Until recently, if high-net-worth investors wanted to invest in an absolute-return strategy, their options were limited: either tie up a significant amount of money, usually $1 million or more, in a hedge fund or bypass this potentially valuable option altogether. Now they have a new alternative. Mutual fund companies have begun offering a fresh breed of products that use hedge fund-like strategies but with some of the advantages of mutual funds, including lower investment minimums.

Fueling these strategies is the increased demand by investors to diversify away from passive investments. Relative-return products–those focused on a benchmark, such as the S&P 500 index–traditionally do well during periods of strong market performance; however, these products usually do not attempt to manage risk and volatility during difficult times. Investors have been limited in their choice of products that seek absolute returns.

Hedge funds have been one of the most popular alternatives for investors looking to reduce overall portfolio risk and volatility, but this strategy continues to present significant concerns for many. In addition to their large investment minimums, hedge funds may deter investors because of their lack of transparency, substantial fees, extended lock-up agreements and overall complexity.

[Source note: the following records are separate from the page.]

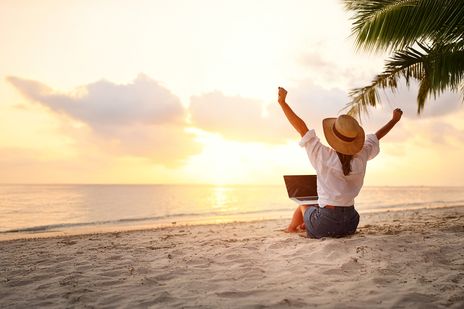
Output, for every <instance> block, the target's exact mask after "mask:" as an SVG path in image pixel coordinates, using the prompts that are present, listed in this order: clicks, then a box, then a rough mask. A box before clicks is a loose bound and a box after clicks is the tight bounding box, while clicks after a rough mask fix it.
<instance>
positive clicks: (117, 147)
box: [7, 75, 200, 166]
mask: <svg viewBox="0 0 464 309" xmlns="http://www.w3.org/2000/svg"><path fill="white" fill-rule="evenodd" d="M7 80H8V81H9V82H10V83H11V84H12V85H13V86H14V87H15V88H16V89H17V90H18V91H19V92H20V93H21V94H22V95H23V96H25V97H26V98H28V99H30V100H32V101H35V102H38V103H39V104H41V105H42V106H45V107H46V108H48V109H50V110H51V111H53V112H54V113H57V114H60V115H64V116H65V117H70V118H72V119H75V120H78V121H80V122H82V123H85V124H86V125H87V126H88V127H90V128H91V136H87V137H86V138H90V139H93V140H94V142H95V143H96V144H98V145H99V146H100V148H101V149H102V151H104V152H108V153H110V154H116V155H130V156H140V157H145V158H150V159H152V160H153V161H155V162H157V163H159V164H162V165H168V166H171V165H176V164H179V163H181V162H182V161H183V160H184V159H185V158H187V157H188V156H190V155H192V154H195V153H197V152H198V151H199V150H200V148H199V147H200V145H199V144H198V143H196V142H195V141H194V136H193V135H192V134H189V133H187V132H186V131H185V129H186V127H187V125H186V122H185V117H186V111H185V109H184V108H183V106H182V105H181V103H180V100H179V99H178V98H177V97H176V96H175V95H173V94H172V93H171V92H170V91H169V90H168V89H166V88H165V87H163V86H161V85H160V84H159V83H157V82H156V81H154V80H152V79H150V78H149V77H148V76H145V75H139V76H138V77H137V78H136V79H135V80H134V81H133V82H132V83H129V84H125V85H118V84H114V83H111V82H108V81H104V80H102V81H98V82H95V83H91V84H88V85H84V86H82V87H79V88H77V89H76V90H74V91H73V92H71V93H60V92H57V91H54V90H53V89H52V88H51V87H49V86H47V85H44V84H43V83H40V82H38V81H33V80H27V79H22V78H18V77H8V78H7ZM66 131H67V132H68V133H71V134H72V131H73V130H71V129H69V128H68V129H67V130H66ZM74 131H75V130H74ZM79 135H82V134H78V132H75V134H74V135H73V136H74V137H75V138H80V139H82V136H80V137H78V136H79ZM82 144H85V141H82Z"/></svg>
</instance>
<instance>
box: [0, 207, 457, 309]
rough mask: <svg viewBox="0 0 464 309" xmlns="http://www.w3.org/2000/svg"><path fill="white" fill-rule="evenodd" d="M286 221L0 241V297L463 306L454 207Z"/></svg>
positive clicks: (23, 304)
mask: <svg viewBox="0 0 464 309" xmlns="http://www.w3.org/2000/svg"><path fill="white" fill-rule="evenodd" d="M287 223H288V221H287V220H272V221H255V222H244V223H229V224H217V225H199V226H176V227H171V228H163V229H151V230H142V231H129V232H113V233H101V234H87V235H75V236H67V237H53V238H41V239H23V240H12V241H3V242H0V246H1V252H0V280H1V281H0V307H2V308H33V307H34V308H36V307H57V308H64V307H78V308H91V307H97V308H102V307H108V308H113V307H126V308H134V307H150V306H151V307H154V308H172V307H174V308H267V307H271V308H287V307H302V308H308V307H318V308H440V307H451V308H464V207H454V208H441V209H420V210H409V211H397V212H392V211H390V212H384V213H371V214H363V215H361V223H360V226H359V228H358V232H357V233H356V234H355V235H353V236H351V237H349V238H341V239H329V238H326V239H321V240H316V239H308V238H305V237H302V235H301V234H286V233H283V232H282V231H280V229H282V228H283V227H285V226H286V224H287Z"/></svg>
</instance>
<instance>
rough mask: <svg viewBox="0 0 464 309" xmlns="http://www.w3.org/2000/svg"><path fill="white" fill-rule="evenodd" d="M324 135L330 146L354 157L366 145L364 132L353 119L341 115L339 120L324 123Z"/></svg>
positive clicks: (323, 121) (334, 148)
mask: <svg viewBox="0 0 464 309" xmlns="http://www.w3.org/2000/svg"><path fill="white" fill-rule="evenodd" d="M322 127H323V128H324V135H325V138H326V139H327V142H328V143H329V145H330V146H331V147H332V148H333V149H335V150H336V151H338V152H340V153H343V154H347V155H354V154H356V153H358V152H359V151H360V150H361V149H362V148H363V145H364V136H365V134H364V130H363V128H361V126H360V125H359V123H358V122H357V121H356V119H354V118H353V117H351V116H349V115H340V116H339V117H338V118H326V119H324V120H323V121H322Z"/></svg>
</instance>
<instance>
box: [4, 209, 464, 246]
mask: <svg viewBox="0 0 464 309" xmlns="http://www.w3.org/2000/svg"><path fill="white" fill-rule="evenodd" d="M460 207H464V204H463V205H453V206H436V207H417V208H394V209H372V210H364V211H362V210H361V211H359V210H358V211H359V213H360V216H361V217H363V216H366V215H368V216H369V215H380V214H383V213H389V212H409V211H418V210H427V209H442V208H443V209H448V208H460ZM289 213H290V212H289ZM227 217H229V216H223V217H215V218H214V219H198V220H185V221H182V222H177V221H174V222H170V223H168V222H161V223H150V222H148V223H145V224H136V225H130V224H119V225H116V224H113V225H106V224H101V225H95V224H88V225H87V224H85V223H77V224H78V225H81V224H82V225H83V226H82V227H74V228H69V229H67V230H65V231H63V230H59V229H51V230H45V231H31V232H30V231H20V232H15V231H14V232H9V231H4V232H0V244H1V243H2V242H5V241H14V240H21V239H41V238H56V237H71V236H79V235H97V234H108V233H110V234H111V233H125V232H137V231H151V230H153V231H155V230H160V229H169V228H176V227H193V226H205V225H206V226H209V225H213V226H214V225H218V224H236V223H258V222H261V221H280V220H288V221H290V217H288V218H282V217H280V218H261V219H256V218H249V219H246V217H245V216H244V217H242V218H239V219H237V218H236V217H235V219H234V218H227ZM230 217H233V216H230ZM142 221H143V220H142ZM361 224H362V220H361V222H360V224H359V226H358V228H359V227H361ZM38 228H39V227H38Z"/></svg>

Facing a sustained low-return environment and lacking viable opportunities to provide investors with enhanced returns, a number of large funds, as well as smaller niche investment managers, reexamined the investment capabilities of mutual funds and created this new class of hybrid mutual fund that emphasizes positive returns and low correlation to traditional market indices. Morningstar, which recently adopted a new category for long-short mutual funds that includes several of these hybrids, reports that there are more than 50 such funds available to investors, with combined assets of roughly $18 billion.

Absolute-return mutual funds may use investment strategies and techniques usually associated with hedge funds, such as short selling and arbitrage strategies, in an attempt to provide hedge fund-like results. As an example of hedge fund performance, over the past five years, the Credit Suisse/Tremont Hedge Fund index has had average annual returns of 8.63 percent, versus 2.36 percent for S&P 500, while providing low correlation and low volatility relative to the broader markets.

In addition to boosting diversification and seeking to lower overall portfolio volatility, absolute-return mutual funds may not involve the same complexity of due diligence as traditional hedge funds. Because these funds are registered with the SEC, investors enjoy a higher level of transparency and disclosure. In addition, mutual fund assets are held by an independent custodian as opposed to money invested in a private placement vehicle.